Orville A. Slutzky, age 96, the beloved co-founder of Hunter Mountain, passed away peacefully on April 18, 2013, in the company of loved ones. Orville was born in Hunter on February 13, 1917 and raised on his parents’ farm in Jewett, N.Y. The son of the late Isaac and Ella (Miller) Slutzky, he is survived by three children (Carol Slutzky-Tenerowicz, Paul Slutzky and Gary Slutzky), in addition to numerous grandchildren and great-grandchildren.
In September of 1939, along with his late brother Izzy, he started the I. & O. A. Slutzky Construction Company. In July 1942, he was married to Ethel Phillips. They shared 67 years together, until her passing on January 3, 2010. They were apart from each other for a time when Orville served as a U.S. Army First Sergeant during World War II.
In 1958, Orville and Izzy let it be known through an article in the New York Herald Tribune that they would donate land that they owned with the stipulation that it would be transformed into a ski resort. This was done in an effort to aid in the economic growth of the area surrounding the Village of Hunter. The only stipulations were that the ski resort had to be called Hunter Mountain Ski Bowl and that it had to have snowmaking. Hunter Mountain Development Corp. was founded and subsequently financed by New York City theater investors. The Slutzky brothers’ crews sculpted the slopes and installed a double chair lift. Hunter Mountain opened to skiers on January 9, 1960. After two brief ski seasons, few paying guests, and mounting losses, the Hunter Mountain Development Corporation declared bankruptcy. However, theSlutzky brothers were not deterred. During the 1961-62 ski season, Orville and Izzy took over control of the ski area. Orville assumed his position as General Manager of the day-to-day operation of Hunter Mountain Ski Bowl, where he remained for half a century until his retirement.
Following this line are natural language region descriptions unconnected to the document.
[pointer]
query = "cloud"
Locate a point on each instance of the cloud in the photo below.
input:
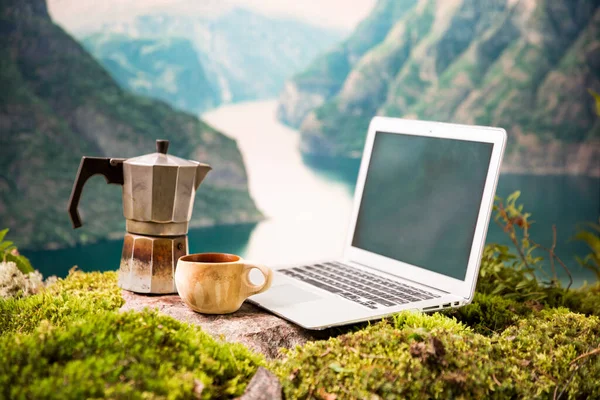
(78, 15)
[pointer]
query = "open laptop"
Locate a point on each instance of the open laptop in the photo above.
(422, 205)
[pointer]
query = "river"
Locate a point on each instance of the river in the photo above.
(308, 201)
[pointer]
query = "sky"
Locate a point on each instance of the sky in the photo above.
(337, 14)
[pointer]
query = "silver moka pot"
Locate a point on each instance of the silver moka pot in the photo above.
(158, 198)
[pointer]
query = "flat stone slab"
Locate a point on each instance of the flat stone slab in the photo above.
(252, 326)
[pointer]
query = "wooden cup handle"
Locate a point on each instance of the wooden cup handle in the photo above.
(252, 289)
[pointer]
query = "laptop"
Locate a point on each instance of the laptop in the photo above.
(422, 205)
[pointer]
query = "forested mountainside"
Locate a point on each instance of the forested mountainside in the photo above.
(58, 104)
(245, 55)
(164, 68)
(523, 65)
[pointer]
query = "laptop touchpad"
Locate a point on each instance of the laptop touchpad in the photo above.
(284, 295)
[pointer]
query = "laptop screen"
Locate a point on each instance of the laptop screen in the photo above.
(421, 200)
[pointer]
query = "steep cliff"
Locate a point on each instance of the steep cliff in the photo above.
(57, 104)
(525, 66)
(167, 69)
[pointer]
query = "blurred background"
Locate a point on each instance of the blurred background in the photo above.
(277, 97)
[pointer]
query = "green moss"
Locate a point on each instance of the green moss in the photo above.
(489, 314)
(122, 355)
(80, 295)
(70, 341)
(423, 360)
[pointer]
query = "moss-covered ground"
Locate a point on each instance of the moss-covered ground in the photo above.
(70, 341)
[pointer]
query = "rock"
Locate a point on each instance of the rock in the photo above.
(252, 326)
(263, 386)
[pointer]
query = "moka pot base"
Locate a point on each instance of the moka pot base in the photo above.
(148, 262)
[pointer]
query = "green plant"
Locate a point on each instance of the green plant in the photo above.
(551, 352)
(132, 355)
(70, 342)
(515, 222)
(9, 252)
(596, 97)
(592, 239)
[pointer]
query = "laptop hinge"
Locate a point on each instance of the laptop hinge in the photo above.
(406, 279)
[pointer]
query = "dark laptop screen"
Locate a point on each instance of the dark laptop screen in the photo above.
(421, 200)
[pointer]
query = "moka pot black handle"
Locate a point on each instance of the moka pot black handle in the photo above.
(111, 168)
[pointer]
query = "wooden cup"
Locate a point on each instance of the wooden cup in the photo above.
(217, 283)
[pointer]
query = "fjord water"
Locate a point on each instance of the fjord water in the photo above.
(307, 202)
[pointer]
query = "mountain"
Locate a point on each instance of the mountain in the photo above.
(246, 56)
(58, 104)
(523, 65)
(167, 69)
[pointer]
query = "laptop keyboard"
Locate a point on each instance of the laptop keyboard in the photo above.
(369, 290)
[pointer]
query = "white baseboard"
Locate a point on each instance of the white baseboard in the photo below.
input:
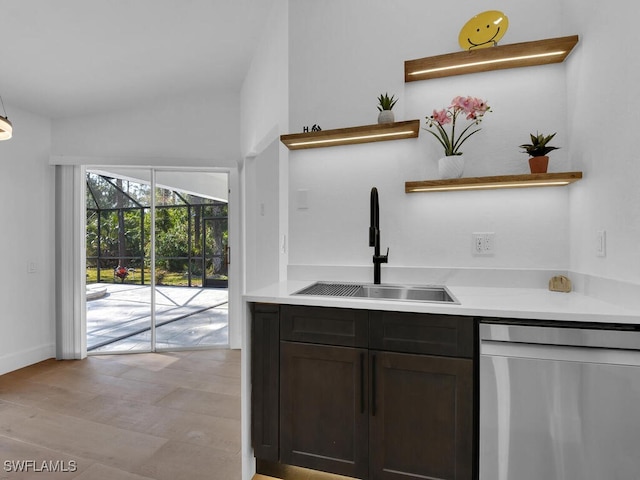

In the community, Orville was a philanthropist who funded many community projects and helped countless people, often anonymously. At work, he was tireless and a treasured employer, working 12 to 14 hour days, seven days a week, year-round. Orville believed that “you’ve got to keep your mind and body busy or the ghosts will carry you away.” Even after he stepped away from the helm, his indomitable presence can still be felt at Hunter Mountain. In 2007, Orville and his brother Izzy were honored with NSAA’s Lifetime Achievement Award for their extraordinary commitment to the ski industry.